У Флейшхауэр была собака, в которой хозяйка души не чаяла. Возможно, это объяснялось патриотическим чувством, ведь, как часто повторяла фрау, Гёте тоже очень любил собак и всегда держал в доме русских борзых. Но, в отличие от безукоризненного выбора мудрого Иоганна Вольфганга, выбор «передовой» немки немного удивлял.
Фрау Флейшхауэр была богата. Говорили, что у нее есть собственные дома в разных странах. И все они устроены на манер немецкого: часть дома обязательно отводится для любимой собаки. Даже останавливаясь в гостиницах, фрау брала номер для себя и отдельно большой номер для четвероногой «компаньонки», которая сопровождала ее в поездках.
Фаворитка была очень неприятного вида и совершенно бесцеремонна.

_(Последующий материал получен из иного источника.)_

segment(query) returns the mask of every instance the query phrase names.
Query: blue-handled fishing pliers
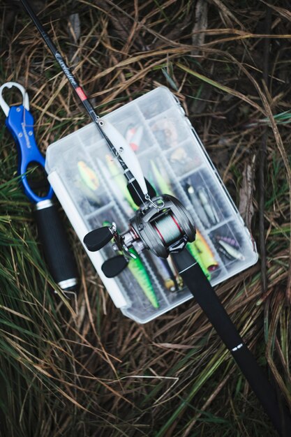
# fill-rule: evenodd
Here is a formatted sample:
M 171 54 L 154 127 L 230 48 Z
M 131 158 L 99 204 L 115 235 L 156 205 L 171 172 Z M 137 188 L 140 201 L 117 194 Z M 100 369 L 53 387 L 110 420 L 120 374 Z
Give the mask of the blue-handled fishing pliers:
M 3 90 L 12 87 L 17 88 L 22 94 L 22 105 L 9 106 L 4 101 Z M 34 216 L 38 237 L 42 242 L 50 270 L 61 288 L 69 292 L 75 289 L 77 283 L 77 270 L 66 230 L 52 200 L 54 194 L 52 188 L 49 185 L 47 193 L 40 197 L 34 193 L 27 178 L 29 164 L 41 167 L 44 170 L 45 160 L 36 145 L 33 117 L 29 112 L 29 97 L 25 89 L 15 82 L 3 84 L 0 87 L 0 106 L 6 116 L 5 124 L 13 136 L 18 149 L 18 174 L 24 191 L 36 205 Z
M 22 94 L 22 105 L 8 106 L 4 101 L 2 92 L 4 88 L 15 87 Z M 25 194 L 33 203 L 47 200 L 52 198 L 53 191 L 50 186 L 47 193 L 43 197 L 38 196 L 29 186 L 27 172 L 29 164 L 35 163 L 45 168 L 45 158 L 40 152 L 34 138 L 33 117 L 29 112 L 29 96 L 25 88 L 15 82 L 7 82 L 0 87 L 0 106 L 6 119 L 5 124 L 13 135 L 16 142 L 18 154 L 18 174 L 21 176 Z

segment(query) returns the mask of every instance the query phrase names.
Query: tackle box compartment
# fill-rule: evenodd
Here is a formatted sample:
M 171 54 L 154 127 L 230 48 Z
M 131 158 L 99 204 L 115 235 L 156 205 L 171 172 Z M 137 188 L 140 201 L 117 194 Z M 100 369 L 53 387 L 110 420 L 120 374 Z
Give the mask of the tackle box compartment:
M 145 177 L 159 194 L 172 194 L 186 207 L 197 230 L 188 244 L 213 286 L 255 264 L 255 245 L 237 209 L 180 103 L 160 87 L 103 117 L 137 154 Z M 82 242 L 96 228 L 128 228 L 135 205 L 121 167 L 93 123 L 50 145 L 48 179 Z M 192 294 L 171 259 L 144 251 L 114 279 L 101 265 L 114 255 L 108 244 L 86 251 L 114 304 L 145 323 L 182 304 Z

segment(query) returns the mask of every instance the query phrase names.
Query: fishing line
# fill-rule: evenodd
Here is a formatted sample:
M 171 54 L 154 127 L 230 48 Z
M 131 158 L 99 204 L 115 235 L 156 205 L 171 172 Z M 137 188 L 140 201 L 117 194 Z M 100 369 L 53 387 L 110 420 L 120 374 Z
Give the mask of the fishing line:
M 153 221 L 153 227 L 165 244 L 171 244 L 183 235 L 178 221 L 171 213 Z

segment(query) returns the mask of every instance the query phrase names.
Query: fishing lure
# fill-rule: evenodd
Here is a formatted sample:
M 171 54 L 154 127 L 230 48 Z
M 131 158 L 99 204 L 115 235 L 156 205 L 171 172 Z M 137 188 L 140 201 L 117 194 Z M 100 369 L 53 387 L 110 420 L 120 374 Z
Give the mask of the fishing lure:
M 202 224 L 205 226 L 205 228 L 209 228 L 210 227 L 209 221 L 208 220 L 207 216 L 204 209 L 201 207 L 200 203 L 195 195 L 195 190 L 194 190 L 193 185 L 191 183 L 190 178 L 185 184 L 184 190 L 186 192 L 187 195 L 191 202 L 193 205 L 196 211 L 196 213 L 199 216 L 199 218 L 202 222 Z M 198 212 L 199 212 L 199 214 L 198 214 Z
M 126 200 L 126 202 L 128 202 L 128 203 L 131 207 L 131 208 L 134 211 L 136 211 L 138 209 L 138 207 L 135 205 L 135 203 L 133 202 L 133 198 L 128 192 L 128 190 L 127 188 L 126 180 L 124 178 L 124 176 L 123 175 L 122 173 L 120 172 L 119 168 L 117 167 L 117 165 L 116 165 L 115 163 L 114 162 L 110 155 L 108 155 L 108 154 L 105 155 L 105 160 L 106 160 L 106 163 L 108 167 L 109 171 L 110 172 L 111 175 L 113 176 L 117 185 L 119 186 L 120 191 L 122 193 L 122 195 L 123 195 L 122 197 Z
M 130 249 L 129 251 L 136 257 L 135 259 L 131 258 L 128 262 L 128 267 L 131 274 L 154 308 L 158 308 L 160 304 L 147 270 L 134 249 Z
M 125 195 L 124 195 L 124 192 L 121 189 L 121 187 L 122 187 L 123 186 L 121 186 L 120 184 L 117 183 L 116 177 L 112 177 L 109 170 L 103 163 L 101 159 L 97 158 L 97 165 L 100 168 L 100 170 L 103 176 L 105 181 L 106 182 L 106 184 L 108 184 L 109 188 L 111 188 L 112 194 L 114 194 L 115 198 L 117 199 L 117 202 L 119 203 L 124 212 L 129 217 L 130 217 L 134 212 L 134 209 L 131 206 L 131 204 L 133 204 L 133 202 L 132 202 L 131 204 L 130 204 L 128 200 L 125 198 Z M 123 178 L 123 181 L 124 182 L 124 178 Z M 124 194 L 128 192 L 126 184 L 125 184 L 125 186 L 124 186 Z
M 80 176 L 76 182 L 77 187 L 82 191 L 91 205 L 99 207 L 102 204 L 98 195 L 100 186 L 96 172 L 84 161 L 78 161 L 77 168 Z
M 105 221 L 103 223 L 103 225 L 111 226 L 112 223 L 108 221 Z M 160 304 L 146 269 L 135 249 L 131 248 L 129 249 L 129 251 L 135 256 L 134 258 L 130 258 L 128 264 L 128 267 L 131 274 L 133 276 L 154 308 L 158 308 Z
M 100 186 L 96 172 L 84 161 L 80 161 L 77 166 L 83 182 L 90 190 L 96 191 Z
M 239 243 L 234 238 L 216 235 L 216 241 L 218 250 L 229 260 L 244 261 L 246 259 L 239 251 Z
M 131 126 L 129 126 L 126 131 L 125 139 L 134 151 L 137 151 L 140 148 L 142 138 L 142 126 L 137 127 Z
M 163 177 L 161 173 L 158 170 L 158 167 L 156 165 L 153 159 L 151 159 L 150 163 L 153 172 L 154 178 L 161 190 L 161 193 L 163 193 L 164 194 L 170 194 L 170 195 L 174 195 L 170 186 L 170 184 L 167 184 L 166 180 Z
M 218 223 L 219 223 L 219 217 L 210 199 L 208 189 L 202 186 L 197 188 L 197 197 L 198 198 L 201 206 L 202 207 L 211 224 L 216 225 Z
M 171 292 L 177 291 L 178 284 L 169 265 L 167 258 L 165 260 L 155 257 L 154 263 L 167 290 Z
M 196 239 L 193 243 L 188 243 L 187 247 L 196 261 L 199 263 L 207 279 L 210 280 L 211 274 L 218 268 L 218 263 L 214 255 L 201 233 L 196 229 Z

Первое, что поразило Арсения и Звонцова, — собака садилась каждый раз со всеми вместе — во главе стола. Перед ней ставили не одно блюдо, и, таким образом, она могла выбирать: что-то съедала до конца и облизывала тарелку, пуская слюни, чего-то только касалась, а какое-нибудь из кушаний всегда оставляла без внимания. Потом, когда все продолжали трапезу, она слезала вниз и рыскала под столом, внимательно изучая, кто что ест и как. Собака вообще любила за всеми наблюдать. Она непрестанно следила за действиями каждого из домочадцев.
При доме был садик, специально сделанный для собачьих променадов. Там любимица хозяйки «дышала воздухом», спокойно «метила» заборчик, и никто другой не смел ступать на эту территорию. Огромное количество комнат фрау использовала для интеллектуального развития своей питомицы. «Если спрятать в доме игрушку и назвать собаке номер комнаты, — говорила хозяйка, — умное животное обязательно эту игрушку найдет, полагаясь на свою удивительную память». В обязанности слуг входило играть с собакой, как с балованной инфантой, и наблюдать за ее настроением: хвостом чуть-чуть дернет или недовольно заурчит, тут же надо угадывать ее желания, не то лишишься места.
Арсений на завтрак никогда не спускался, немного стесняясь хозяйки и гостей. В этом доме он исполнял роль простолюдина — подмастерья, знавшего свое место. К тому же его немало коробило от этой собаки: в России ведь не принято, чтобы псы ели за одним столом с людьми. Но ему никогда не приходилось оставаться голодным: фрау неизменно посылала наверх «zum Frühstück»[9]тюрингийскую сосиску, кофе с молоком и свежую булку, а на ужин — вино и какое-нибудь мясное или рыбное блюдо. Арсения такое положение вещей вполне устраивало.